4. Menentukan kriteria seleksi

Yang dimaksud kriteria seleksi disini adalah parameter yang menjadi dasar untuk melakukan seleksi (memilih ternak-ternak terbaik sebagai tetua untuk generasi berikutnya). Dalam bukunya, Hardjosubroto (1994), mengatakan bahwa seleksi dapat dilakukan berdasarkan fenotip atau berdasarkan nilai pemuliaan (NP). Dimana seleksi berdasarkan NP jauh lebih akurat karena di dalamnya melibatkan estimasi tentang parameter genetis dan pola pewarisan sifat yang dimaksud. Akurasi dari NP juga bervariasi, tergantung dari seberapa detail catatan silsilah yang dimiliki. Semakin lengkap silsilahnya (Optimal 4-6 generasi), maka semakin akurat pula seleksi yang akan dilaksanakan.

5. Melaksanakan seleksi dan perkawinan

Setelah kriteria seleksi ditentukan, langkah berikutnya adalah melakukan proses seleksi itu sendiri dengan memisahkan individu-individu terpilih dari populasi keseluruhan. Kemudian tergantung dari spesies ternak, tujuan breeding dan interval generasinya, perlu dirancang skema perkawinan yang sesuai. Skema ini sangat penting karena nantinya akan menentukan efisiensi dari program breeding serta menentukan masa depan dari populasi terseleksi terkait aspek-aspek seperti inbreeding.

Seleksi dan perkawinan adalah dua kegiatan utama dalam breeding.
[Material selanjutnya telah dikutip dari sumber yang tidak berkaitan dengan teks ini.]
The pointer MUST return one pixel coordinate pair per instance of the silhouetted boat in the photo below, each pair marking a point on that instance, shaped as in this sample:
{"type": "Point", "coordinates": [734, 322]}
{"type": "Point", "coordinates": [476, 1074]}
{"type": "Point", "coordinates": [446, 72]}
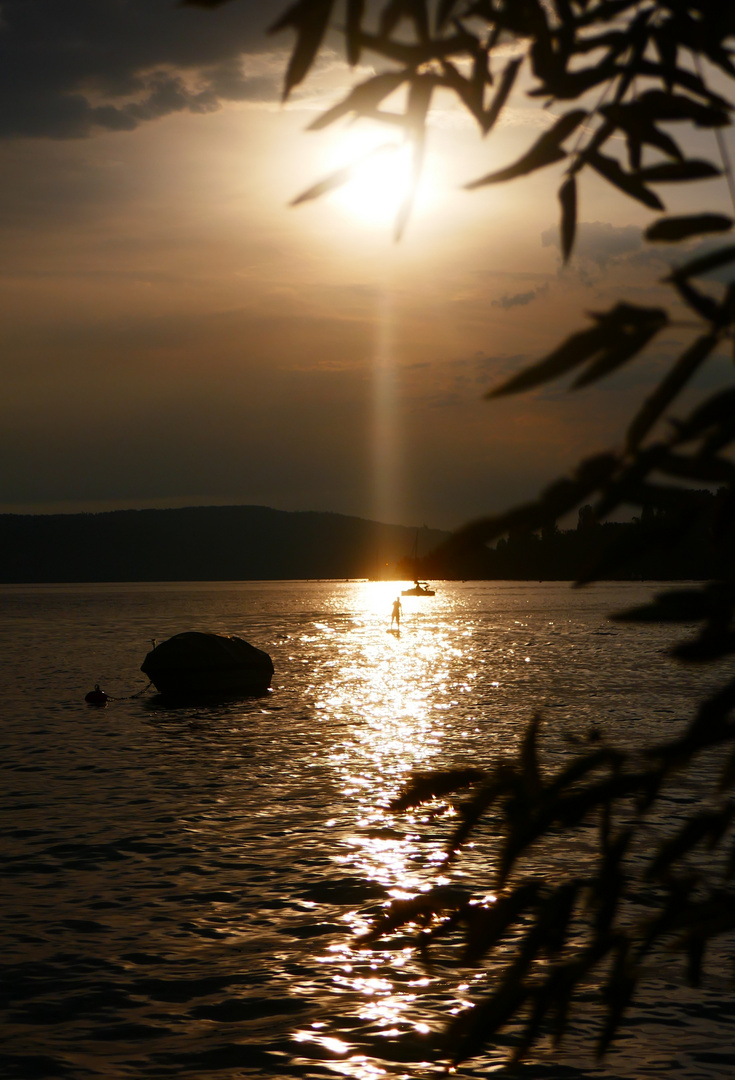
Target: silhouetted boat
{"type": "Point", "coordinates": [196, 664]}
{"type": "Point", "coordinates": [420, 589]}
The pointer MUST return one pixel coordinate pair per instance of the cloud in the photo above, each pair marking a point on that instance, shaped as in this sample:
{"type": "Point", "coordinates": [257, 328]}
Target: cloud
{"type": "Point", "coordinates": [520, 299]}
{"type": "Point", "coordinates": [67, 69]}
{"type": "Point", "coordinates": [599, 242]}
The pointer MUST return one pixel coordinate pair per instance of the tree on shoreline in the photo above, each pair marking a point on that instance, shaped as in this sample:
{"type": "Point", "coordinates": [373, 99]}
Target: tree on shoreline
{"type": "Point", "coordinates": [618, 79]}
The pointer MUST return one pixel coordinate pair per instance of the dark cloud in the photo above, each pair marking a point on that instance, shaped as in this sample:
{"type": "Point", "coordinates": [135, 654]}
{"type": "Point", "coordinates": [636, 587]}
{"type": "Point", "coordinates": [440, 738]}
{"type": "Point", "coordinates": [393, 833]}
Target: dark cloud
{"type": "Point", "coordinates": [519, 299]}
{"type": "Point", "coordinates": [599, 242]}
{"type": "Point", "coordinates": [68, 67]}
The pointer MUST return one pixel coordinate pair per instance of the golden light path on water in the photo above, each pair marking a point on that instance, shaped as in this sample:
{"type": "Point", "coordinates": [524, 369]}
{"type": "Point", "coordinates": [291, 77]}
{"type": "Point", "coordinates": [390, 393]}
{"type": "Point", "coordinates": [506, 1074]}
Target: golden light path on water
{"type": "Point", "coordinates": [392, 692]}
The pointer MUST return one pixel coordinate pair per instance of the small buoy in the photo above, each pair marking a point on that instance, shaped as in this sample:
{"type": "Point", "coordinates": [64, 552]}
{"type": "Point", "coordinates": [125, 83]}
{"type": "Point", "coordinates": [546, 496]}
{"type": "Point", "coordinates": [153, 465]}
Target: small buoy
{"type": "Point", "coordinates": [96, 697]}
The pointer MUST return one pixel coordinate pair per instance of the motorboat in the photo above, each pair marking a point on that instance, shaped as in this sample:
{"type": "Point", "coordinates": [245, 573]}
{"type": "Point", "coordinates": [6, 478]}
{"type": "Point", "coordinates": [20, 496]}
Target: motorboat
{"type": "Point", "coordinates": [420, 589]}
{"type": "Point", "coordinates": [198, 664]}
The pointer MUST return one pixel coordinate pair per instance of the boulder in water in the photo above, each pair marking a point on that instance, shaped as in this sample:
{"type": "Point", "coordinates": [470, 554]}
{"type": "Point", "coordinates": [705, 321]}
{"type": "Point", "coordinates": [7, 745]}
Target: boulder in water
{"type": "Point", "coordinates": [194, 664]}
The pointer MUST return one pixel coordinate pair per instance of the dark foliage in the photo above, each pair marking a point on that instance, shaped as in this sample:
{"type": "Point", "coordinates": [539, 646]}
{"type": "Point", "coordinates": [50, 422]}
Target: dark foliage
{"type": "Point", "coordinates": [618, 79]}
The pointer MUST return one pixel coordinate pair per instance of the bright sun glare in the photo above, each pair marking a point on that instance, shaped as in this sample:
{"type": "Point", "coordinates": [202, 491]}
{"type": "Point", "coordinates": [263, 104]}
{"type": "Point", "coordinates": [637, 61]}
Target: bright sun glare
{"type": "Point", "coordinates": [381, 179]}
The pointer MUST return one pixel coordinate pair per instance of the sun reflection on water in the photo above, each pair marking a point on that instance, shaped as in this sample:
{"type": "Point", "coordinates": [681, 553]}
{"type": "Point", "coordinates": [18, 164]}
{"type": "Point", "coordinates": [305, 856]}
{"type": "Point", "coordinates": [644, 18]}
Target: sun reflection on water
{"type": "Point", "coordinates": [390, 697]}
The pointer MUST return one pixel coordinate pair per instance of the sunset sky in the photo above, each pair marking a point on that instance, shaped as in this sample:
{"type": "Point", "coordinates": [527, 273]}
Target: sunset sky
{"type": "Point", "coordinates": [174, 333]}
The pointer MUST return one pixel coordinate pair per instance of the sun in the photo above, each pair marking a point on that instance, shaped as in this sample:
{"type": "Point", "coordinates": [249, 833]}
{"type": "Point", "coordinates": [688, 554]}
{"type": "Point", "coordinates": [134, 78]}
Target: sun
{"type": "Point", "coordinates": [380, 177]}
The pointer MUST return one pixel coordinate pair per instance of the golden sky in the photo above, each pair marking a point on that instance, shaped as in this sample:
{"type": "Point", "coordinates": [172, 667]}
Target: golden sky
{"type": "Point", "coordinates": [175, 334]}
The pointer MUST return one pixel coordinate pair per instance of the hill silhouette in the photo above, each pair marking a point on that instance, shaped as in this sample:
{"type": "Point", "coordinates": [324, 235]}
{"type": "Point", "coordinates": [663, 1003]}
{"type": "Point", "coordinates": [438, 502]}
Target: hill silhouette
{"type": "Point", "coordinates": [202, 543]}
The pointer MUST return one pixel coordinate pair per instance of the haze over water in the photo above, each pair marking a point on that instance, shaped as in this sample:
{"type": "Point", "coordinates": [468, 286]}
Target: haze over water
{"type": "Point", "coordinates": [184, 887]}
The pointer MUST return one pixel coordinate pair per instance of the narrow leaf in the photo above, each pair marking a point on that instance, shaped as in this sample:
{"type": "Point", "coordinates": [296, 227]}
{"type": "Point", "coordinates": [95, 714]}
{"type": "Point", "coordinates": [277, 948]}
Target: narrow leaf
{"type": "Point", "coordinates": [340, 177]}
{"type": "Point", "coordinates": [678, 171]}
{"type": "Point", "coordinates": [573, 352]}
{"type": "Point", "coordinates": [674, 229]}
{"type": "Point", "coordinates": [568, 200]}
{"type": "Point", "coordinates": [705, 264]}
{"type": "Point", "coordinates": [664, 394]}
{"type": "Point", "coordinates": [501, 96]}
{"type": "Point", "coordinates": [310, 19]}
{"type": "Point", "coordinates": [627, 183]}
{"type": "Point", "coordinates": [363, 99]}
{"type": "Point", "coordinates": [545, 151]}
{"type": "Point", "coordinates": [354, 25]}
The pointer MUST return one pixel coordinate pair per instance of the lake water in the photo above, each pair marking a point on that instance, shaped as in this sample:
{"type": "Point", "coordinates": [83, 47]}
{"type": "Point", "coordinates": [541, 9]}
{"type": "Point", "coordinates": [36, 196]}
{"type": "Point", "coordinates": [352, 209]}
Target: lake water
{"type": "Point", "coordinates": [184, 888]}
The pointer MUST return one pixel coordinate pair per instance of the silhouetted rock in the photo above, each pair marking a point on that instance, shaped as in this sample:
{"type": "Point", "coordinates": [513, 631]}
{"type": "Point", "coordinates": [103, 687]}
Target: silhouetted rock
{"type": "Point", "coordinates": [194, 664]}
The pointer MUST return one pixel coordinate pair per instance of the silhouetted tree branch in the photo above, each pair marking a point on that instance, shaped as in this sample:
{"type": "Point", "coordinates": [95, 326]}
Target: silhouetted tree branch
{"type": "Point", "coordinates": [620, 80]}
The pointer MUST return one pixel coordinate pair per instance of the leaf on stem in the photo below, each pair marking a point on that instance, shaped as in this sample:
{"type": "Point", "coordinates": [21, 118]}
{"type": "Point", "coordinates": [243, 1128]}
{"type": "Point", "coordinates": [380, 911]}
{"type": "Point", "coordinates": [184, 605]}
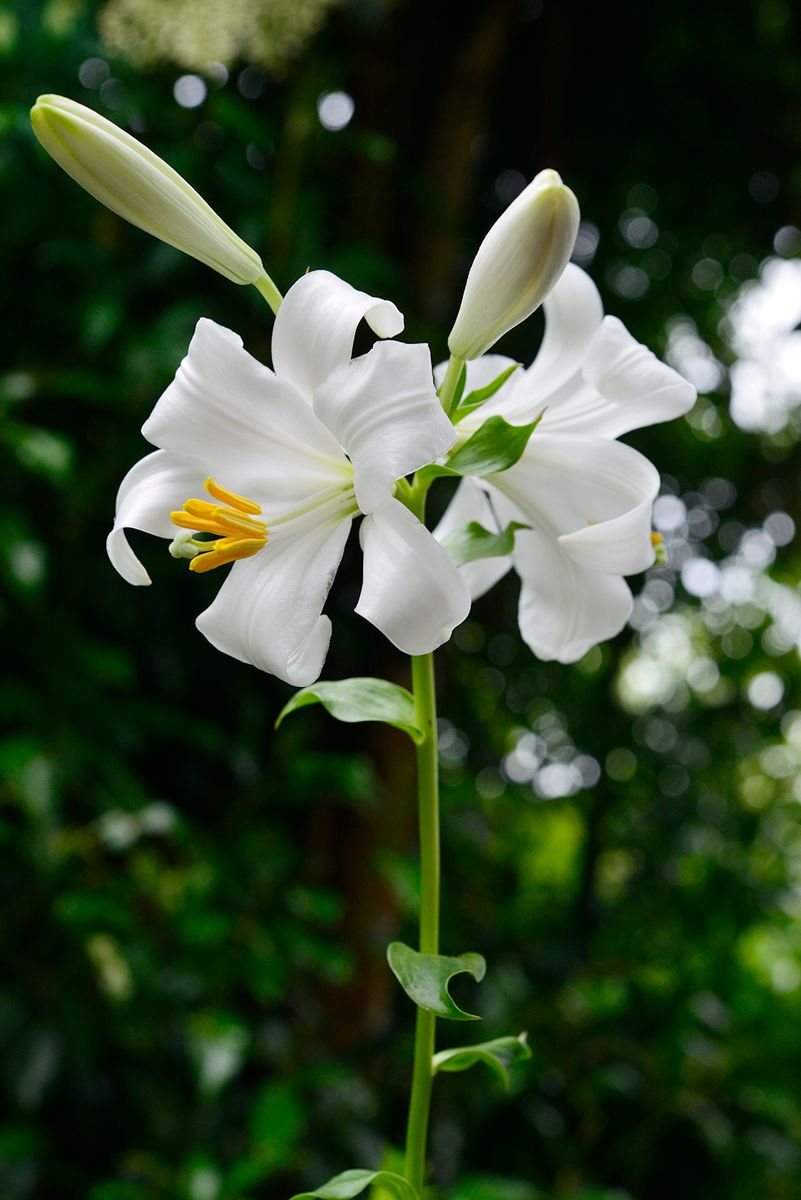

Setelah program-program ini direncanakan dan dilaksanakan dengan baik, maka akan dihasilkan populasi unggul yang siap menjadi sumber bibit. Dengan kata lain, produk dari proses seleksi ini bukanlah ternak untuk final stock, akan tetapi untuk menghasilkan ternak unggul sebagai breeding stock.

6. Diseminasi

Peningkatan kualitas atau mutu genetic secara bertahap ditentukan dari dihasilkannya populasi bibit unggul yang sudah tercapai pada langkah nomor lima. Peningkatan ini harus didiseminasikan atau disebarkan pada populasi multiplier. Populasi multiplier adalah sekelompok ternak (biasanya indukan) yang digunakan untuk menghasilkan final stock. Contoh hkonkretnya adalah sapi-sapi betina milik peternak rakyat. Diharapkan populasi multiplier akan dikawinkan dengan pejantan unggul dari breeding stock (misal dengan IB atau teknologi reproduksi yang lain) sehingga peningkatan produktifitas bertahap dari generasi ke generasi juga dapat tercapai pada final stock atau ternak yg digunakan untuk menghasilkan produk konsumsi.

7. Evaluasi

Seluruh Langkah dan tahapan pada siklus program breeding ini diselenggarakan secara terkontrol dan terukur sehingga segala dinamika yang terjadi pada populasi ternak dari generasi ke generasi dapat dihitung. Salah satu manfaat system seperti ini adalah kesuksesan (atau kekurang-suksesan) suatu program dapat dievaluasi. Dengan evaluasi memungkinkan adanya identifikasi permasalahan yang terjadi pada saat pelaksanaan program sehingga masalah tersebut bisa diatasi. Evaluasi berkala juga diperlukan karena kondisi lingkungan selalu berubah, sehingga program yang ada dapat selalu disesuaikan dengan perubahan kondisi. Hasil evaluasi ini akan menentukan definisi dari system produksi untuk siklus program breeding berikutnya.

Itulah tadi uraian singkat tentang konsep program breeding. Meskipun terdapat modifikasi dan perbedaan siklus di beberapa negara, namun intinya tetaplah sama. Siklus ini sudah diadopsi oleh berbagai negara maupun breeding company dengan berbagai komoditas.